Wednesday, 9 January 2008

Duck hit

Throughout my pregnancy I pranced around the place saying: ‘Look at me, I’m pregnant, aren’t I clever, look at my bump, isn’t it great’. I enjoyed every single second of it, and felt very special and unique.

I loved all aspects of it; getting excited about my first bout of morning sickness and telling everyone at work, kidding myself into thinking I had cravings for peaches, following every development from week five (a prawn) to week 16 (a grapefruit) to week 37 (a baby), hearing the fast little heartbeat at antenatal appointments, having to get a whole new wardrobe, feeling the baby kicking and somersaulting, and buying all the baby equipment and ticking items off on my carefully devised Excel spreadsheet as I went. During the whole nine months, I don’t think it ever really dawned on me that at the end of the ever-expanding bump and uncontrollable hype (from me), there would be an actual baby. A real-life Betty Button.

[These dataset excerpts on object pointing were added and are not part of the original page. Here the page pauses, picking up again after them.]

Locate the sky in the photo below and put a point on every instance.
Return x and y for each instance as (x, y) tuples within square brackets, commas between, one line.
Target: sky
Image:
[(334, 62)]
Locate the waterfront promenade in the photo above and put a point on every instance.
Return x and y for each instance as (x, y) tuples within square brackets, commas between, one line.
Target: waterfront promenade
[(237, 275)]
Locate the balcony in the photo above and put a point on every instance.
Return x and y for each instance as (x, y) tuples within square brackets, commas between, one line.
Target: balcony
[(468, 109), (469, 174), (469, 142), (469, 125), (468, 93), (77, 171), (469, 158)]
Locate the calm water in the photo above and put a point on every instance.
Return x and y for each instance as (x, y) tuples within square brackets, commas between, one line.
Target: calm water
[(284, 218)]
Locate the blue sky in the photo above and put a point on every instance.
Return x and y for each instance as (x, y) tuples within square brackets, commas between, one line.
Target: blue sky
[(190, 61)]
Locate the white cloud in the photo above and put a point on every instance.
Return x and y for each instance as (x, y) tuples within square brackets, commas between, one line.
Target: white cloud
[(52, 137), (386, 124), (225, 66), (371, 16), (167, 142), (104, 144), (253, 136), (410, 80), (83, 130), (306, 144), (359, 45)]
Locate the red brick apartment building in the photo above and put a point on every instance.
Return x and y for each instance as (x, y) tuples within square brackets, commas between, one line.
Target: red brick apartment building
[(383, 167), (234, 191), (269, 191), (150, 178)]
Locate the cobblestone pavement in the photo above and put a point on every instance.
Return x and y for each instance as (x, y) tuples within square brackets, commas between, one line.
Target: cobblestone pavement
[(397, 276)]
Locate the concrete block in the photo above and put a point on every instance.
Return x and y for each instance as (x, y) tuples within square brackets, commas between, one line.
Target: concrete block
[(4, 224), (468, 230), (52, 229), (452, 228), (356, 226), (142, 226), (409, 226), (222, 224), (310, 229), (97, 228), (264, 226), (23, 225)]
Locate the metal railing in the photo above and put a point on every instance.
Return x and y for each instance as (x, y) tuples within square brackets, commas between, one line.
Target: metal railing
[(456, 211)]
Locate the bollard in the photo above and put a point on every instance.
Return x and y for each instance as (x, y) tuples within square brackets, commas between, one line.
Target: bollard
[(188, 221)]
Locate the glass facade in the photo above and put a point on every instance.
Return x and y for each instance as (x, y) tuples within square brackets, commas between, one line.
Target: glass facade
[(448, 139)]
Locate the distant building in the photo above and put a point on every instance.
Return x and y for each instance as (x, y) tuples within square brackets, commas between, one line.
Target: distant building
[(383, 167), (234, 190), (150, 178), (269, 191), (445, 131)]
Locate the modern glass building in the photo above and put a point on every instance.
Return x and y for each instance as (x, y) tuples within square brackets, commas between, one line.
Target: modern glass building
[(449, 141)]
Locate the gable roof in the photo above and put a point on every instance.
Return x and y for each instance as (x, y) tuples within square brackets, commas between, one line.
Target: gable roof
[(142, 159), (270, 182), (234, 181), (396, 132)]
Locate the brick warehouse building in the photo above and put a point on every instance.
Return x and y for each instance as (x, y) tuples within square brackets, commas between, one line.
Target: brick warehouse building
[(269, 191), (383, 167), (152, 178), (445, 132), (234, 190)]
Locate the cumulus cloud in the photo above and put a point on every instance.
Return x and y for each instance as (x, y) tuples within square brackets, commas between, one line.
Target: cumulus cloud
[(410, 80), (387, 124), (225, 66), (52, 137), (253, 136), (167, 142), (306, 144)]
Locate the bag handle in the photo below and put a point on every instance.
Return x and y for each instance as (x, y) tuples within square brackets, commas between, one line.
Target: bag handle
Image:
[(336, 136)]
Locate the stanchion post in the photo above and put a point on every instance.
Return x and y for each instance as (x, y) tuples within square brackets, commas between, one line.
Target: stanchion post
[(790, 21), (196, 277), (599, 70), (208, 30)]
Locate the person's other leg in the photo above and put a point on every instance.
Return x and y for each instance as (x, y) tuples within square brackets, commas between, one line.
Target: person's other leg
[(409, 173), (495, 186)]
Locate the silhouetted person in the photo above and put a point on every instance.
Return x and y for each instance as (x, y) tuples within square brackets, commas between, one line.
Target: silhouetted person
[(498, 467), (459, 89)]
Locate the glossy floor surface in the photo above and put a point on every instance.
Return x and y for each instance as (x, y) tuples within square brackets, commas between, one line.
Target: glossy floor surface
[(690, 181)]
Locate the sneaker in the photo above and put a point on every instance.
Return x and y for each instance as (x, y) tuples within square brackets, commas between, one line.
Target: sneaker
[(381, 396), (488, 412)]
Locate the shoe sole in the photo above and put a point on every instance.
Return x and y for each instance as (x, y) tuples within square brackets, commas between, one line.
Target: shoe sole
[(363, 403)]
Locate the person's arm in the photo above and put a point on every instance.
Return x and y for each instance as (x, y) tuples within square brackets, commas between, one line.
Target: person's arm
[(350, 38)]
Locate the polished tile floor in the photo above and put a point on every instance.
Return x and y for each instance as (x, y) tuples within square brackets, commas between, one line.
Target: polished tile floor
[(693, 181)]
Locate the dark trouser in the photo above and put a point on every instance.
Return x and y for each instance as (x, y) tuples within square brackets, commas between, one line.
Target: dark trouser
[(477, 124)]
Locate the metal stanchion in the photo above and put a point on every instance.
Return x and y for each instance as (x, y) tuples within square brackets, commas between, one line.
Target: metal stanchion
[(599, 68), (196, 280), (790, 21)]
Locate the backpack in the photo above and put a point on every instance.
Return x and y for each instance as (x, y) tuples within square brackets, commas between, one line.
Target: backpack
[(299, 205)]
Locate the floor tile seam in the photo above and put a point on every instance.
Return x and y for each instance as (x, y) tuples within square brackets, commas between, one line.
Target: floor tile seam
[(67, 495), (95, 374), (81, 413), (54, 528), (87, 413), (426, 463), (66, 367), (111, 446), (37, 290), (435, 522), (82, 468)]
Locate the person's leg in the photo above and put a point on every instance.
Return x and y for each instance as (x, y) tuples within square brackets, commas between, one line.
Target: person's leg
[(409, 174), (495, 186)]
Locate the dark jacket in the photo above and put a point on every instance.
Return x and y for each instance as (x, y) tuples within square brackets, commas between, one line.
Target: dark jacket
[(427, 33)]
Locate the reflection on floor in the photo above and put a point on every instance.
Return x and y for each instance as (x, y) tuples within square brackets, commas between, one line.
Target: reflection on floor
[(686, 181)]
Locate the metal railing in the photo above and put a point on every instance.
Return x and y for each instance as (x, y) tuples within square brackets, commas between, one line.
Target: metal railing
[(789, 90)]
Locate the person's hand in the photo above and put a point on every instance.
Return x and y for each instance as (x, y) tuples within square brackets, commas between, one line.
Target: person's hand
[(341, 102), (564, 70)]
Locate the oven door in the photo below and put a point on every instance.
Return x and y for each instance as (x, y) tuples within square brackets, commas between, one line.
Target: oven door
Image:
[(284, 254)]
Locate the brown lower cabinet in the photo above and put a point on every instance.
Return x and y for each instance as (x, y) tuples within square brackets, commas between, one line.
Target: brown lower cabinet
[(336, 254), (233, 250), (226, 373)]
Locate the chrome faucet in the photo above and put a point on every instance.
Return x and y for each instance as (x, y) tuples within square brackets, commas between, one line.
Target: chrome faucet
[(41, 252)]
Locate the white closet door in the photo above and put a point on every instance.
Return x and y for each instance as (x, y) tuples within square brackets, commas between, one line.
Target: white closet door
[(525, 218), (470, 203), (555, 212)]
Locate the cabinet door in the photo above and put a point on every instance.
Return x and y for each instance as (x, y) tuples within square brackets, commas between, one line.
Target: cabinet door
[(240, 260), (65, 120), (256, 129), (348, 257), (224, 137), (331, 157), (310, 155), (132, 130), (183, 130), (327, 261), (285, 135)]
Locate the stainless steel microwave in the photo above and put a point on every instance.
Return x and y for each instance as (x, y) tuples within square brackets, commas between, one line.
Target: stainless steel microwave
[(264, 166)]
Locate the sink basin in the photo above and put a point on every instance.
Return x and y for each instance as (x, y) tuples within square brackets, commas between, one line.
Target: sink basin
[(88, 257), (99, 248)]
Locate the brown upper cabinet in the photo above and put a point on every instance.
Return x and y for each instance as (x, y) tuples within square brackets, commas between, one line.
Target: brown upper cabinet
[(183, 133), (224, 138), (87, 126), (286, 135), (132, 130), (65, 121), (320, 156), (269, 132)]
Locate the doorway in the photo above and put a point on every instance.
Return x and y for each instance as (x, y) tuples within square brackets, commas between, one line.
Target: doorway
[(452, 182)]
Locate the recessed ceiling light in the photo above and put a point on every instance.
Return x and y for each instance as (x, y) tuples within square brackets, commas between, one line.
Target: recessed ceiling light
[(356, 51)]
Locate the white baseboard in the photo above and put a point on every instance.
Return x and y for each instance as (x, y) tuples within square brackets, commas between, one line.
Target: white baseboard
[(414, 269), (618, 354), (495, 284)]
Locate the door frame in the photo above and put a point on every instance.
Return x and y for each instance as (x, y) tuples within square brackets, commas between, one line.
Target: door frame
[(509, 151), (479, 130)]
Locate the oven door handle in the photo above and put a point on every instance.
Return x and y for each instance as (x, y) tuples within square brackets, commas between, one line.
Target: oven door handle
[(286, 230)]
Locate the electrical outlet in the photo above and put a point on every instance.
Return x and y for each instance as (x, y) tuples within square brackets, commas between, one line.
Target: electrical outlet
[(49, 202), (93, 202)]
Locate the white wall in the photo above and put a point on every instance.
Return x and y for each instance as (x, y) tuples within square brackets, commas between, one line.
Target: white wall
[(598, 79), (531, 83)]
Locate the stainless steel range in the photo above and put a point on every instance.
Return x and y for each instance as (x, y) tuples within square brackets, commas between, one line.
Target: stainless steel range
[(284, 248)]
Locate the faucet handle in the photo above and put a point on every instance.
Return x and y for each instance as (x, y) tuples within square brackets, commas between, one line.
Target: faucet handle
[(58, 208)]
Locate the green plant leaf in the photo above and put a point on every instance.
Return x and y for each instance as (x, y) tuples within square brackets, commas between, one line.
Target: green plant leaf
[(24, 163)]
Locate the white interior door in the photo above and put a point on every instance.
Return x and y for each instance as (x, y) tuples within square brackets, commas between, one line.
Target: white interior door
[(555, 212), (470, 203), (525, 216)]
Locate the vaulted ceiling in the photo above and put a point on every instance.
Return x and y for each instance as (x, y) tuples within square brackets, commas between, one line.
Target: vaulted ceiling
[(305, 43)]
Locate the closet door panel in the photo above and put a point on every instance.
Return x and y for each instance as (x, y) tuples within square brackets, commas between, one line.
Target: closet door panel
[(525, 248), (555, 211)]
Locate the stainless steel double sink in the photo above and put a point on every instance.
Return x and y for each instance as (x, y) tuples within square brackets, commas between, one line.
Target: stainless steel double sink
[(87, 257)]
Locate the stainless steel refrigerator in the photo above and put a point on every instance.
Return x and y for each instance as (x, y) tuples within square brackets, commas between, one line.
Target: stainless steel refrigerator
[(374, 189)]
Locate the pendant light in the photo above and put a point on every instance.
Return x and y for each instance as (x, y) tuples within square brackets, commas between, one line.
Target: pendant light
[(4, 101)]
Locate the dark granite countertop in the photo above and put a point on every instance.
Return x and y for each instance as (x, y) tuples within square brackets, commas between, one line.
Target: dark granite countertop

When I was about six months pregnant, Tom and I went to stay with friends in London, and as soon as we arrived I headed straight for H&M, as I knew from several pre-pregnancy day-dream wanderings around the department (feeling very self-conscious with my flat stomach and small boobs) that they had a brilliant maternity section. Whilst there, I wandered over into the baby section, and spent ages trying to decide on a soft toy to go in our baby’s cot. To this day, buying the said duck is a moment I remember vividly. I felt odd and silly about it, like I was completely deluded for even contemplating buying a toy for my bump. What would a bump want with a toy duck? Buying the cuddly toy felt far more personal, and a much bigger deal than buying something practical like a cot or nipple cream.

A year and a half later, this duck is looking very bedraggled, but is Betty’s most treasured possession. Amongst her many cuddly toys, she has singled out the duck as her comforter and friend. She cannot go to sleep without sucking on its now very grey wings and squishing the smelly damp thing into her face. If it has been washed, I have to give it back to her wet. She drags it around with her and won’t put it down for a second. If she does put it down, she keeps one beady little eye on it at all times.

Almost every time I look at Betty and her duck together, so smitten, it reminds me of all those strange feelings I had that day standing in H&M, not really having any idea what I was doing, and not realising how real everything actually was. I can now appreciate that buying a toy duck for my baby-to-be was a pretty logical thing to do.

It’s just a shame she doesn’t feel the same way about her very expensive, four foot wide, rainbow coloured, all singing, all dancing, inflatable lion.